We’re escaping the continuing New England storms, by driving straight for our friend’s farm in Western Pennsylvania.
We get in the car in the rain, sad that we have lost our plans to the weather. We have lost days at this wonderful resort, swimming and dancing to the bands, also a bluegrass/blues fest, my dream of decades to visit Thoreau’s Walden Pond. Even more than those, spending more time with our free ranging New England friends.
Our feelings are less a new adventure and more an escape, like some kind of naked refugees from a flood, crossing the waters to wash up in the warm sunshine.
Much of the American wealth comes this way. Making our way on the back country roads to the highways, we come across this.
We make our way across Connecticut through that upper section of the American megalopolis and insurance behemoths.
The turnpike and facilities are well done, we make good time through Pennsylvania, taking just a few short breaks, slipping on kilt and sundress. A Great Lake and a million trees pass by soon enough.
When we finally pull up at our friend’s organic back to the land habitat, the day is waning. We are directed to park over by the barn driving over the freshly mowed lawn. It is still disconcerting to me to drive on people’s lawns!
He is out getting his chainsaw together. She looks into the car and seeing naked us, says, “Cute” and then grinning “look at you.” We are welcomed as ourselves.
In Arizona, we might be met by her in similar outfit, but here, we are told, there is family dropping in with different sensibilities.
After hugs, we are given the blessing to dress as we please, they’ll let us know. We are in bare feet in this plush fresh lawn, sunshine, and the smells of country living. We couldn’t be more pleased to wash ashore here.
He appears and greets us. He is a guy who we see when he comes to Tucson each winter for a vacation. That’s how we know him. Here, he is busy helping neighborhood relatives to harvest hay for the horses. He will be in and out during our stay.
We are shown our guest house quarters, a little transferred office with a porch, raw wood and a flower box under the window. It has its ambiance and a serene view of a spring fed pond. We walk past some lawn chairs and over to the little dock for the gorgeous swimmin’ hole. Again, we cross the luxuriant grass. The trees are a green wall bordering the water in the distance, which is reflected in the calm waters. A frog jumps in from some reeds. I realize that I may be hanging out here a bit, if not falling in love with the idyllic charm of my surroundings.
We like the barn. In the front yard, a huge maple tree dwarfs the two story house. It is shading the entire home. There is charm and quality in the custom woodwork of the house and the barn. He is a talented carpenter, the one who I helped erect my Tortolita sweat. It arose from the uneven foundation hastily created from leftover cement pours. The foundation had been designed for a strawbale wall, not a functioning square and plumb post and roof. His talents are evident all over this place.
We take a naked walk to the woods. Just getting our bearings, we enter under a dark canopy. We find an outhouse and a former driving trail leads around the pond. Maybe later.

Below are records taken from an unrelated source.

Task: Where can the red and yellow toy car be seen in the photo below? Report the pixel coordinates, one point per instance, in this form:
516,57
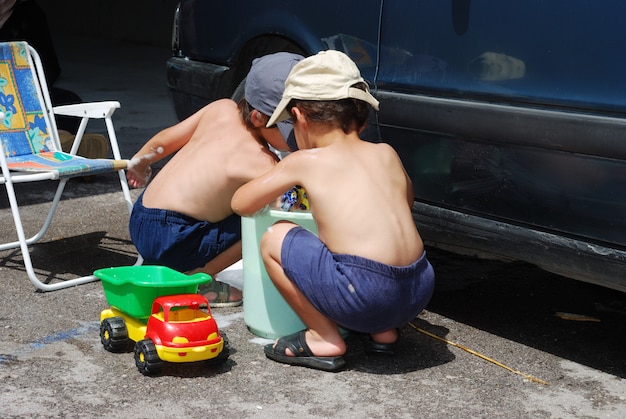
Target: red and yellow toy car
178,328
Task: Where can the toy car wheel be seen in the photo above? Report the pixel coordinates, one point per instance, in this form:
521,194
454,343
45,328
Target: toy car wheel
114,335
146,358
223,356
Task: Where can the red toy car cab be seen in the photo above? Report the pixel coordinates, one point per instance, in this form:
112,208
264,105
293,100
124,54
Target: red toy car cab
180,328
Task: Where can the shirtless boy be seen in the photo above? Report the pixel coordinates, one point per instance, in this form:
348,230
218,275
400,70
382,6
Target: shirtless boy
367,271
183,218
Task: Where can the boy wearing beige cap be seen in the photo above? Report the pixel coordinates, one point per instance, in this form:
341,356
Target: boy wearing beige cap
367,271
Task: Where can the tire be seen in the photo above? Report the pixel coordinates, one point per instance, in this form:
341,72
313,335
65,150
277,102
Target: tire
146,358
223,356
114,335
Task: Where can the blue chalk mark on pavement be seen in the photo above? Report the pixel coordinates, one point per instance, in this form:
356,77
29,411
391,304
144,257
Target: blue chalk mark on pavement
47,340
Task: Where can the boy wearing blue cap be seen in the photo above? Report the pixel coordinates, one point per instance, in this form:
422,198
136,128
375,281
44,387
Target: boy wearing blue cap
183,219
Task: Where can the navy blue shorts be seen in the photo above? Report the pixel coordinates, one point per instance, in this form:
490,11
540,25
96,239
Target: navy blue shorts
169,238
357,293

In the buildings, I browse the memorabilia displayed, chronicling a life well spent with friends and family. At dinner and tea, we talk “Tucson” and back to the land. He explains how he was raised here, then left during youth and early manhood to find something else. He later returned to farming with a twist to what he was raised with. The food has been healthy, the kids are alright, he has shared the support of friends and family and contributed to his spiritual leanings. He is in his element.
In the evening air, I stand naked at the edge of wild nature on the lawn. I watch the multitudes of stars above. All around me, there are tiny lanterns floating around. These fireflies are more fairy-like that others that we have seen on this trip. They tend to glow longer in a white light, some appear almost as beams. They are not shy, flying close, above and far. We’re all feeling peaceful.
One day, I’m invited to play farmer a little. There’s a flat tire on the old dependable baler. It felt good to participate a little. There is a good life here. DF smirks at my enthusiasm. I have helped by placing a pin in a slot to connect machinery. Not enough to qualify as a farmer.
The next couple of days are spent skinny-dipping in the pond and hanging out. We are still slow to get acquainted with what we perceive as cold water.
We sit and talk and catch up in the sun. We find pleasure in helping out a little here and there. The blue berry patch needs a hand, draping netting over it. Our agility keeps nude bodies unscathed by the patch of thorns.
There is a lot of admiring things in the pure enjoyment of the garden, the loft, or touches like the farm implements turned into flower planters.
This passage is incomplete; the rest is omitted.